Collecting data on patients to hospital discharge is not a substitute for predicting longer-term outcomes. New centres should not only consider arrangements for surgical cover in the event of acute complications of PCI, but should work out methods for discussion of individual cases when the most appropriate treatment option is uncertain or contentious. This will potentially be more of a challenge to off-site centres but is not insurmountable. As with Bournemouth, this will require electronic links between centres to allow discussion of individual patients, and the use of inter-disciplinary review meetings should probably become mandated.
Community needs
The authors quite rightly point out that not all new centres have been shown to provide the best quality of service for all patient subsets.16 Fortunately in the UK, we have developed an audit machine around coronary heart disease (CHD) services that has been shown to drive up clinical standards. Whether this process will lead to a re-appraisal of some units’ activity, or whether it will lead to additional investment to allow further development remains to be seen. It is important to concentrate on the need of the community when planning such services. Where there are still populations with a high prevalence of disease with high standard mortality ratios then services must mature, but in an organised and strategic way that ensures quality (and not just quantity) of care. Services should most definitely not be offered by hospitals merely to generate income. It is likely that patient choice and commissioner approval will depend on the demonstration of safety, the case volume and a commitment to an ongoing assessment of outcomes.17
Some clinicians believe that we have ‘saturated the market’ and that all their local patients are being provided with evidence-based treatment. Given that there are still many patients with acute coronary syndromes around the country that are not looked after by cardiologists, and that nationally we fall behind many European countries in our revascularisation rates, it is likely that we have more of the iceberg of disease to expose. Unacceptable regional variations in the delivery of care are recognised.18 BCIS is currently having discussions with the Department of Health about the need for additional strategic thinking in development of services, and the British Cardiovascular Society and the British Heart Foundation are also taking a fresh look at the current epidemiology of CHD in the UK.

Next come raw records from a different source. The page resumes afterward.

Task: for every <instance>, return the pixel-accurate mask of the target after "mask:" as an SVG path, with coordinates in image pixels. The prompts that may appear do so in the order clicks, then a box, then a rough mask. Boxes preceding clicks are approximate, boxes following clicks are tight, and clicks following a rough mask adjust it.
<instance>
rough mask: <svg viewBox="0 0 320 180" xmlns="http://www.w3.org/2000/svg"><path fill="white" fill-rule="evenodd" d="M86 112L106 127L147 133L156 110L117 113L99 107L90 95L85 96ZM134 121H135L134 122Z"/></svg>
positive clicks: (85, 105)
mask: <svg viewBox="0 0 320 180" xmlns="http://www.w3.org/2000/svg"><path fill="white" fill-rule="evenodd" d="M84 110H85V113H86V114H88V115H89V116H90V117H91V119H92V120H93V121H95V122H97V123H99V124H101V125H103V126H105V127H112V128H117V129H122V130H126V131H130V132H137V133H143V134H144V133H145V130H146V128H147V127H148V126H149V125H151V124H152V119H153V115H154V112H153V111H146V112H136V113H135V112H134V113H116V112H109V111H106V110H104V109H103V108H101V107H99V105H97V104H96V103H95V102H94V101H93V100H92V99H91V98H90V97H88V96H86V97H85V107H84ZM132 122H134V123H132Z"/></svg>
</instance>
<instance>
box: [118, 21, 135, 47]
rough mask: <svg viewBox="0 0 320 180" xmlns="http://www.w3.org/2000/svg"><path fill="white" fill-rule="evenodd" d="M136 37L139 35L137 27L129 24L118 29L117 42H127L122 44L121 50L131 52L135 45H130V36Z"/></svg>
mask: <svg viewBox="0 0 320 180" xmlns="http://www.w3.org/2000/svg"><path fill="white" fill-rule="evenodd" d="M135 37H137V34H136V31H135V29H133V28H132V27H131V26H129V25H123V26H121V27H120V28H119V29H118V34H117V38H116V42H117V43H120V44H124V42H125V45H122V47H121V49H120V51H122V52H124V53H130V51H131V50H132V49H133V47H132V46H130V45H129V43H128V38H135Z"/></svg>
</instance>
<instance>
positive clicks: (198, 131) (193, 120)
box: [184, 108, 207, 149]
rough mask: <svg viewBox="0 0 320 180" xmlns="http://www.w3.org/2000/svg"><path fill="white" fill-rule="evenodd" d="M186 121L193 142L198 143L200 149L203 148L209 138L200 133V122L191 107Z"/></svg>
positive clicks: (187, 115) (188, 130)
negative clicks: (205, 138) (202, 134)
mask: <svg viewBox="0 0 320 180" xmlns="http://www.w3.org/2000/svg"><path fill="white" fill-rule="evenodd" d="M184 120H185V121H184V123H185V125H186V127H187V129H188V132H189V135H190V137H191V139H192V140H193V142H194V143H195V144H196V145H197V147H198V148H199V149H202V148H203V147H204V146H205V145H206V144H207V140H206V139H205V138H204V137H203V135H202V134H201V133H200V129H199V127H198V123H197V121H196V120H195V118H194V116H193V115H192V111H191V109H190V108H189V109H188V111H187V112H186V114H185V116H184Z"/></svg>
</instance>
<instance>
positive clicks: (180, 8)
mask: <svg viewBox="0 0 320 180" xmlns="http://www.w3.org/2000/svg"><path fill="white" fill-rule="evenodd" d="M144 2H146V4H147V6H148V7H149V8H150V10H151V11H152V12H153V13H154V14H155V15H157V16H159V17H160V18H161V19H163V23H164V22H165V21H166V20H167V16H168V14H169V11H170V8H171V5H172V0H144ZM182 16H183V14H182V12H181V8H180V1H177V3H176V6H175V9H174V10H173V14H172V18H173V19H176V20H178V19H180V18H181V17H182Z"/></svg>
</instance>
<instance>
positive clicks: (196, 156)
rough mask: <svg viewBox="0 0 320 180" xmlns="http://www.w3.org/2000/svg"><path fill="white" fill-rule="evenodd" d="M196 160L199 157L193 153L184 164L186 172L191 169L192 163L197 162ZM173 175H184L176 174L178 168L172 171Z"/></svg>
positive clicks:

Although there has been a slowing in the growth of PCI, it is most unlikely that we are nearing a peak, and we must look to see where new resources will be best directed in delivering services to patients. All new centres could benefit from the experiences of the Bournemouth Unit in establishing its PCI service, and should watch with interest the next phase of its development into a fully-fledged 24-hour service.
Conflict of interest
DdB has sat on advisory boards of several corporations that manufacture PCI equipment and has received research grants from some of them. He works in a tertiary centre that has provided infarct angioplasty for many years, but does not believe that this represents a conflict of interest as regards this article. Although he is the current President of the British Cardiovascular Intervention Society and is involved in discussions with the Department of Health on delivery of PCI activity in England, this editorial reflects his personal views.